Ao ouvir este segundo álbum de Guri Assis Brasil, me peguei pensando em questões variadas. As perguntas mentais iam desde “por que diachos um cara como este não está rico e sendo tocado em todo o país?” ou “seria Guri um representante de uma nova geração de subtropicalistas, um jovem Jorge Drexler, um novo Kevin Johansen, um Vitor Ramil revisitado?” e me dei conta de que, de fato, há uma imensa riqueza em termos de música popular sendo feita no Brasil e que ela está fadada a ser privilégios de poucos/pouquíssimos, algo não necessariamente ruim, pensando bem. Uma boa audição de Ressaca, este audacioso e sensível registro musical, dá esperanças acerca do futuro da música nestes tempos líquidos.

Cabe esclarecer o termo “subtropicalistas” mencionado aí em cima. Ele é usado para rotular artistas que, como Guri, são do extremo sul do continente, na região subtropical, mais precisamente da interseção entre Uruguai, Argentina e a região fronteiriça que ambos têm com o Rio Grande do Sul. Guri é de Santana do Livramento, quase Uruguai, portanto, tal afirmação faria sentido. Sua música olha para influências sulamericanas de forma necessária e revoltantemente inédita em artistas de sua geração, seguindo a triste lógica do brasileiro não olhar para seu continente do mesmo jeito que olha Europa e America do Norte. Ressaca é rico em sonoridades sulistas, de Reggaeton a Cumbia, só para mencionar dois ritmos que são bem populares por lá e que deveriam tocar muito mais nas rádios daqui. Guri não demonstra qualquer didatismo nisso, apropriando-se dessas referências de forma natural, afinal de contas, o sujeito tem mesmo essas influências. Mesmo nos tempos de Porto Alegre, quando integrava a boa – e sumida – banda Pública, sempre foi possível perceber que havia nele algo mais que um bom guitarrista presente.

O filtro de referências de Guri também tem certo tributo devido ao Pop urbano e contemporâneo de gente como Pélico e até Los Hermanos, mas sua identidade como bom cantor/compositor e guitarrista confere traços bem peculiares ao álbum. Há uma fluência especialmente no quesito melodia, propiciando uma audição pra lá de agradável. O single Casco, por exemplo, é sério candidato às listas de melhores canções nacionais de 2016, com seu arranjo de Reggaeton e belos fraseados (e solo) de guitarra.

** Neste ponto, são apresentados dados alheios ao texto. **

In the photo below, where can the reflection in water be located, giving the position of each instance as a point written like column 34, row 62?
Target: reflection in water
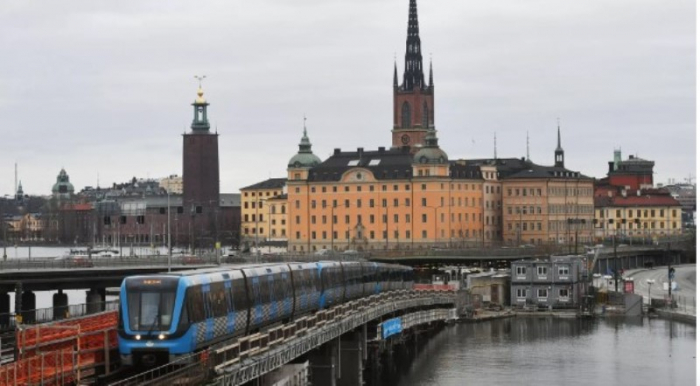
column 542, row 351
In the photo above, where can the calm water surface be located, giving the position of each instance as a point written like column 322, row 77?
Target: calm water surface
column 548, row 351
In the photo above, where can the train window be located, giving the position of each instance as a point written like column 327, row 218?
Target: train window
column 184, row 319
column 195, row 304
column 314, row 280
column 217, row 299
column 240, row 300
column 284, row 285
column 264, row 290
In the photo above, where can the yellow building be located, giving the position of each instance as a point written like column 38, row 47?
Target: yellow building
column 383, row 199
column 263, row 211
column 638, row 215
column 547, row 205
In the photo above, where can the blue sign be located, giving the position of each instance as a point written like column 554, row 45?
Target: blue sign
column 391, row 327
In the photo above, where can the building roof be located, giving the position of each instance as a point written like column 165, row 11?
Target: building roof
column 384, row 164
column 636, row 201
column 230, row 200
column 271, row 183
column 522, row 168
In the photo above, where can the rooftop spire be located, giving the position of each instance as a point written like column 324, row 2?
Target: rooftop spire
column 559, row 152
column 495, row 147
column 305, row 144
column 528, row 146
column 431, row 71
column 413, row 69
column 200, row 123
column 558, row 136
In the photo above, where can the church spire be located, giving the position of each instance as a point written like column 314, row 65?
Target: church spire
column 431, row 72
column 413, row 69
column 396, row 74
column 559, row 152
column 558, row 136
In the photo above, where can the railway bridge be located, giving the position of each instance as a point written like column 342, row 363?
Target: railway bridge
column 330, row 347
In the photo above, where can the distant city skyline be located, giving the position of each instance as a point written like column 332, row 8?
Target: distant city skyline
column 105, row 89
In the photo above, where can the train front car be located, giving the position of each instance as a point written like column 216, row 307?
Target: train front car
column 149, row 312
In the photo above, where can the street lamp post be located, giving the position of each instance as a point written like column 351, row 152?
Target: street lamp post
column 333, row 203
column 650, row 282
column 170, row 248
column 435, row 208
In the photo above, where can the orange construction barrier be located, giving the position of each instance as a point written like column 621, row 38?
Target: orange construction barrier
column 433, row 287
column 61, row 352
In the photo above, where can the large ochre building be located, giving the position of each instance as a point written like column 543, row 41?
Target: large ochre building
column 412, row 196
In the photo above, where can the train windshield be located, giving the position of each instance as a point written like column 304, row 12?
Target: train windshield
column 150, row 302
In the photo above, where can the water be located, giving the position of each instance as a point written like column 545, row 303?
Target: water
column 548, row 351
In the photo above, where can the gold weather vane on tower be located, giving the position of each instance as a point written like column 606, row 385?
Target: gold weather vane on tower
column 200, row 92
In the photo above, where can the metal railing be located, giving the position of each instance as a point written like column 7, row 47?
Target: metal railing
column 50, row 314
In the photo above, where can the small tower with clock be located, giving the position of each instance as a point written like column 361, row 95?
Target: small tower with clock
column 200, row 168
column 413, row 98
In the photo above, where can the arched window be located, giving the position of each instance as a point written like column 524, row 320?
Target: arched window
column 406, row 115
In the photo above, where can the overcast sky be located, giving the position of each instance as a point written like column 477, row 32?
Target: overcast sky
column 104, row 87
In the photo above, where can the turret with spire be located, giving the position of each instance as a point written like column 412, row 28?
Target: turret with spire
column 305, row 158
column 413, row 98
column 559, row 152
column 200, row 167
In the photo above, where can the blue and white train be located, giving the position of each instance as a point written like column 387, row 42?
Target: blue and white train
column 167, row 315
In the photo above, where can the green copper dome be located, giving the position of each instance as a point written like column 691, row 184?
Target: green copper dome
column 305, row 158
column 431, row 152
column 62, row 188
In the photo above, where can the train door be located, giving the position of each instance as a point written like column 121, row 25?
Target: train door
column 208, row 314
column 256, row 308
column 231, row 310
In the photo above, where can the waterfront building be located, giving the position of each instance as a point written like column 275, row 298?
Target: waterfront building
column 264, row 212
column 413, row 196
column 642, row 214
column 172, row 183
column 629, row 207
column 556, row 283
column 686, row 196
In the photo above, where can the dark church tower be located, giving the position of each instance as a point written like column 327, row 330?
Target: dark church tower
column 200, row 170
column 413, row 99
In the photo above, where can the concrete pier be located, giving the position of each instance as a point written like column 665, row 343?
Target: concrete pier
column 95, row 300
column 28, row 307
column 323, row 364
column 60, row 305
column 351, row 356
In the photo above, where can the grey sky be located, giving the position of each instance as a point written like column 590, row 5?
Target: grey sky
column 105, row 87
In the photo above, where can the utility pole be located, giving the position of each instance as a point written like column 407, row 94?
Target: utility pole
column 671, row 273
column 170, row 248
column 615, row 259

Além disso, uma letra de saudade alia metáforas de mar e ausência. É dessas canções que não comportam serem ouvidas apenas uma vez. É injusto, porém, destacar apenas esta em meio a outras oito belas composições.

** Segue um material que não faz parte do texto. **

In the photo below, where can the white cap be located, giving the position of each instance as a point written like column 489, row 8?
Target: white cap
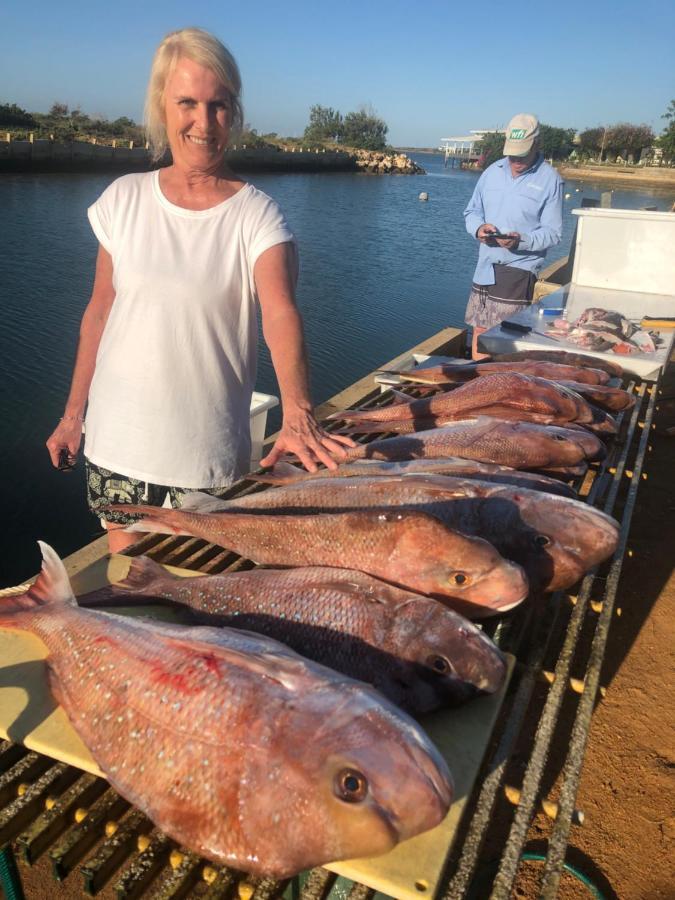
column 521, row 133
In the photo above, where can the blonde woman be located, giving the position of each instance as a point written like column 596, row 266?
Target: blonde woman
column 166, row 361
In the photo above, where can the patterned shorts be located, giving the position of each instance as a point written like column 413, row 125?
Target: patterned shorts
column 104, row 487
column 483, row 312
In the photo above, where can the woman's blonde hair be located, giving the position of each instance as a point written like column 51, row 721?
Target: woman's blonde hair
column 202, row 48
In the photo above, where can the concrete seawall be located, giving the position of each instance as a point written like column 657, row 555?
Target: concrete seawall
column 80, row 156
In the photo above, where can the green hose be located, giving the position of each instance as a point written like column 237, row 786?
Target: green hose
column 537, row 857
column 9, row 875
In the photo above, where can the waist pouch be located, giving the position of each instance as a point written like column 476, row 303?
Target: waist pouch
column 512, row 285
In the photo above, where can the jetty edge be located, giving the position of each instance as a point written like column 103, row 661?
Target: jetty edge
column 84, row 156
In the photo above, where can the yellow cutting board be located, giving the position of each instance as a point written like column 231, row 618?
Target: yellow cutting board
column 29, row 716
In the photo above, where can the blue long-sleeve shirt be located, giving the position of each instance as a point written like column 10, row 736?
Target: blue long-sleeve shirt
column 530, row 204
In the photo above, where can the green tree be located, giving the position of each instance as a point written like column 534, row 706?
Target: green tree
column 59, row 109
column 624, row 139
column 325, row 124
column 666, row 141
column 591, row 141
column 556, row 143
column 11, row 114
column 365, row 130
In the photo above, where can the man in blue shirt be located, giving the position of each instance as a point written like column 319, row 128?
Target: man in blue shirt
column 520, row 198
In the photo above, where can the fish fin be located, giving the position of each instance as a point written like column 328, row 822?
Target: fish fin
column 198, row 501
column 52, row 584
column 143, row 572
column 365, row 428
column 399, row 397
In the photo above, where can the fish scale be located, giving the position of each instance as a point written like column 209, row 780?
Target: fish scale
column 535, row 396
column 404, row 547
column 285, row 473
column 576, row 537
column 345, row 619
column 206, row 731
column 520, row 445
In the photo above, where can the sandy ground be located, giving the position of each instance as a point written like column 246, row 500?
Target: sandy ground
column 627, row 791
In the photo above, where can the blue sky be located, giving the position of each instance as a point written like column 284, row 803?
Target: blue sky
column 429, row 69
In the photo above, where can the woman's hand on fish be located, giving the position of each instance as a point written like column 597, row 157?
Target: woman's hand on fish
column 64, row 442
column 303, row 437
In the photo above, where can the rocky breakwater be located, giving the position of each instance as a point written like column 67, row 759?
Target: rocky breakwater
column 386, row 163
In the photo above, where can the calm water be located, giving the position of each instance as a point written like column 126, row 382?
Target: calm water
column 380, row 271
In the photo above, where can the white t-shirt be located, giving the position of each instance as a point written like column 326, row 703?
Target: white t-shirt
column 170, row 397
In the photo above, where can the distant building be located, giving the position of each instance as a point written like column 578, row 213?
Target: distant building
column 464, row 146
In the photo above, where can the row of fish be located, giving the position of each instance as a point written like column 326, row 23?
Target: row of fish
column 605, row 330
column 231, row 743
column 270, row 761
column 505, row 395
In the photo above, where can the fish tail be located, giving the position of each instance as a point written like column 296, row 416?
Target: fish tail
column 51, row 586
column 154, row 518
column 281, row 473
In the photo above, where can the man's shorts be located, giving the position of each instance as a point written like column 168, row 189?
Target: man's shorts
column 105, row 487
column 483, row 312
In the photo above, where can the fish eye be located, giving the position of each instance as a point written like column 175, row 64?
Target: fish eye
column 351, row 785
column 439, row 664
column 459, row 579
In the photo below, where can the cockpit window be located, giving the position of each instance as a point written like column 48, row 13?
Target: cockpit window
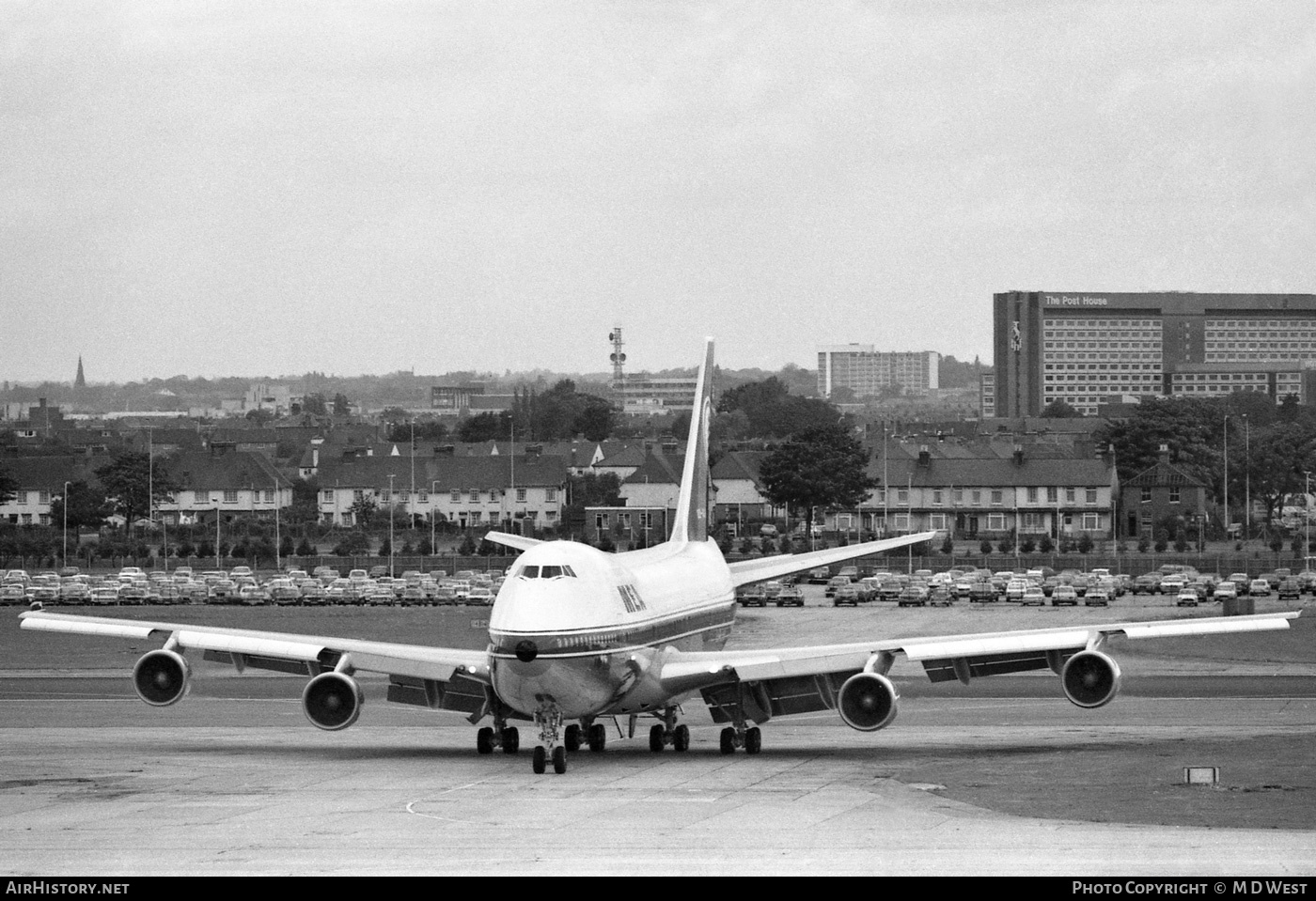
column 545, row 572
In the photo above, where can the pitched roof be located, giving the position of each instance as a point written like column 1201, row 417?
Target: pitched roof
column 996, row 473
column 657, row 469
column 1162, row 474
column 229, row 471
column 445, row 473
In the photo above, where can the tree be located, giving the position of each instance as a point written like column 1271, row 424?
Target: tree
column 820, row 467
column 772, row 411
column 364, row 510
column 486, row 427
column 7, row 486
column 306, row 502
column 87, row 506
column 133, row 483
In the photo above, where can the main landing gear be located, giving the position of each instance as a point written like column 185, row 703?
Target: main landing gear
column 668, row 733
column 502, row 736
column 750, row 739
column 588, row 733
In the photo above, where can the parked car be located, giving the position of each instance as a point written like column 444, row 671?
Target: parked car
column 1063, row 595
column 914, row 595
column 791, row 596
column 1096, row 598
column 846, row 594
column 835, row 583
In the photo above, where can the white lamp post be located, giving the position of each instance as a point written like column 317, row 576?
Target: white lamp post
column 65, row 504
column 390, row 526
column 1246, row 480
column 433, row 517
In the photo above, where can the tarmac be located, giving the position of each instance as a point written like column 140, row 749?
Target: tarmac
column 1002, row 778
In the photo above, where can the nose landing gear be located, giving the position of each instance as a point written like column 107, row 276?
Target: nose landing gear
column 668, row 733
column 750, row 739
column 549, row 722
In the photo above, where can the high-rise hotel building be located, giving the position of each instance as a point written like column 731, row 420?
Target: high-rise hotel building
column 866, row 371
column 1086, row 348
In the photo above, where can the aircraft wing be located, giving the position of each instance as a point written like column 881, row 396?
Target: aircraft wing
column 774, row 567
column 782, row 681
column 444, row 677
column 519, row 542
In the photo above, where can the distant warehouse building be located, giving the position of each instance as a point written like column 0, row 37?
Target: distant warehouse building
column 1082, row 348
column 869, row 372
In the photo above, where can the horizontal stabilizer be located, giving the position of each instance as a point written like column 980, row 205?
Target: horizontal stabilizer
column 774, row 567
column 519, row 542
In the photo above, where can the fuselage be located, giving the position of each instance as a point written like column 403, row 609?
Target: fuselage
column 583, row 633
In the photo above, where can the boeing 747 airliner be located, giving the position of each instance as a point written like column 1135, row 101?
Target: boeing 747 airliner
column 578, row 637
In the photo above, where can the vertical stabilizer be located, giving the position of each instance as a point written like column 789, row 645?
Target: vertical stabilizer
column 691, row 523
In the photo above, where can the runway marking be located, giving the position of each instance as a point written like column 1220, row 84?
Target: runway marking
column 411, row 805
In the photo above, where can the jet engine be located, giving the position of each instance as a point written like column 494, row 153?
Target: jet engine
column 1091, row 679
column 868, row 701
column 161, row 677
column 332, row 701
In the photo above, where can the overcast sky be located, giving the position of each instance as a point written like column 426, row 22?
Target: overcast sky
column 265, row 188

A beleza do verso “faz um tempo que eu sonho que teria novamente um quintal e um pé de laranjeira para a gente regar” abre a triste e psicodélica Laranjeira, que posiciona o ouvinte diante do que será oferecido ao longo do álbum: tristeza e a sensação de “não estar” no mundo, algo que a gente sente muito mais do que queria/deveria, a noção de que estamos no lugar errado, na hora errada, provavelmente com gente errada. Mancha também pisa no Reggae latinizado para envergar uma melodia linear com arranjo em que o órgão pontua tudo e um clima triste-alegre se instaura. Rastro de Bala é um híbrido praia-frio novamente equilibrando-se na fronteira entre algum ritmo jamaicano só que desacelerado e com belas intervenções de saxofone ao longo do percurso.

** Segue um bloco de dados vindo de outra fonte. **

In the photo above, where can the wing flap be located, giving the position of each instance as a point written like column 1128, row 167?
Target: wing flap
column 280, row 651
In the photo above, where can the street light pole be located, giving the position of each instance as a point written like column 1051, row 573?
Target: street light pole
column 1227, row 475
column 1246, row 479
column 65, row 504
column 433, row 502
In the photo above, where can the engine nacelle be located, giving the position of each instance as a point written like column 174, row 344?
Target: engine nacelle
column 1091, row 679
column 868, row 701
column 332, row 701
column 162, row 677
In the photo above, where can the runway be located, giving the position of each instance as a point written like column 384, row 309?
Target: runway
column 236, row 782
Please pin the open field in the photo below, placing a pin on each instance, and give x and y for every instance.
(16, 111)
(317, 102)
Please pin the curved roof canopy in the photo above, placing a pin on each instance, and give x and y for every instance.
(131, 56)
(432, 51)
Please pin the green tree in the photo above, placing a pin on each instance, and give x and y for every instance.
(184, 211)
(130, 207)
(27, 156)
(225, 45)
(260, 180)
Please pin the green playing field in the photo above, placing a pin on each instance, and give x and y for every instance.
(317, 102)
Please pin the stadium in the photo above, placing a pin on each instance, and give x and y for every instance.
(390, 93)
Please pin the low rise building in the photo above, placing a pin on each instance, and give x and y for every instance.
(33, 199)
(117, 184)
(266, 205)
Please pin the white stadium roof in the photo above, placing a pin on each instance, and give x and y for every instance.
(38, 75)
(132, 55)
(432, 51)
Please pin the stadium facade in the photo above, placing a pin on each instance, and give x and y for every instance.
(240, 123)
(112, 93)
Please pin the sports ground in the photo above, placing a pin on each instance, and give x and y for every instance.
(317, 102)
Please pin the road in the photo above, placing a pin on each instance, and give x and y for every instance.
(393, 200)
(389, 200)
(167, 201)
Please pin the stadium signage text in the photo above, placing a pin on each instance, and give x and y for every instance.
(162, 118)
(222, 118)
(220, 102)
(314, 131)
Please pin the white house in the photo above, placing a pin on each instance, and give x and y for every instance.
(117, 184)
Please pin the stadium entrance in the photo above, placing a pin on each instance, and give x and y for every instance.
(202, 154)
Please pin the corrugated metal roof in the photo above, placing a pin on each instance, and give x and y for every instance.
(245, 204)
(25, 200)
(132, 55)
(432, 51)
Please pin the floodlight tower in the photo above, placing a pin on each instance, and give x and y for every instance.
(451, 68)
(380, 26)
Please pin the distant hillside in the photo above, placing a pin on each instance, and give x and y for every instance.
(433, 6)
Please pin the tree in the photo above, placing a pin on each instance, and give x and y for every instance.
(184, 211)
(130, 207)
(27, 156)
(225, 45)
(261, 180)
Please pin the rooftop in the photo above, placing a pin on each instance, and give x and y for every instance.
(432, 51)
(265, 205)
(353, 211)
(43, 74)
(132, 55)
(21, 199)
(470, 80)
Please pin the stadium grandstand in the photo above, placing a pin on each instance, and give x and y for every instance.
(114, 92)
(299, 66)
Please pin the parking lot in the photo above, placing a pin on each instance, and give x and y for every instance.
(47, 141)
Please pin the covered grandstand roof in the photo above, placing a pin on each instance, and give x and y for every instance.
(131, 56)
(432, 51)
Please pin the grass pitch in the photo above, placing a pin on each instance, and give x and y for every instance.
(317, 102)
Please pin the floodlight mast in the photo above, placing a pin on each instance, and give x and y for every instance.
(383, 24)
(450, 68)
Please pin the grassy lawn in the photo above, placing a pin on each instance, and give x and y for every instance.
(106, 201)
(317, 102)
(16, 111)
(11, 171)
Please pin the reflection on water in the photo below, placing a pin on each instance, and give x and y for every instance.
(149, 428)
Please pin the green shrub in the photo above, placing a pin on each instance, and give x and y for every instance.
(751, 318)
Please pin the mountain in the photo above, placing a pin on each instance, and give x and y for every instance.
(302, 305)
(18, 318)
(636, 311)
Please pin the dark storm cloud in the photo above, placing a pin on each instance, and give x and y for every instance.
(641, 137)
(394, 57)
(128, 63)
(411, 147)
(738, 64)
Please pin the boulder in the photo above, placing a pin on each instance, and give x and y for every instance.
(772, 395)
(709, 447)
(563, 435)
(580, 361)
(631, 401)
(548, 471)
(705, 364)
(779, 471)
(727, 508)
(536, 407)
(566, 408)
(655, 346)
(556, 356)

Geada é melancólica, porém cheia de guitarras encrespadas e letra metafórica “a sombra negra do teu corpo clareia…”, dá um revestimento especial à paisagem noturna que ela evoca. Andorinha é beleza de tarde de sol no inverno, com bom trabalho de guitarras sutis que sustentam a voz entristecida de Guri. Rotina tem um refrão que tem lampejos de Alegria, Alegria, de Caetano Veloso em algum lugar e é outro desses espécimes de melodia bela/clima triste que Ressaca oferece gentilmente ao ouvinte, abrindo caminho para a ótima Vou Me Mudar Pro Uruguai, com título mântrico, muito repetido e cogitado nestes tempos ilegítimos que vivemos por aqui. Negra Alvorada encerra o disco num clima de sonho, alegoria e mais banzo com mar em versos “ela dizia que queria o mundo, ele dizia que queria o mar”.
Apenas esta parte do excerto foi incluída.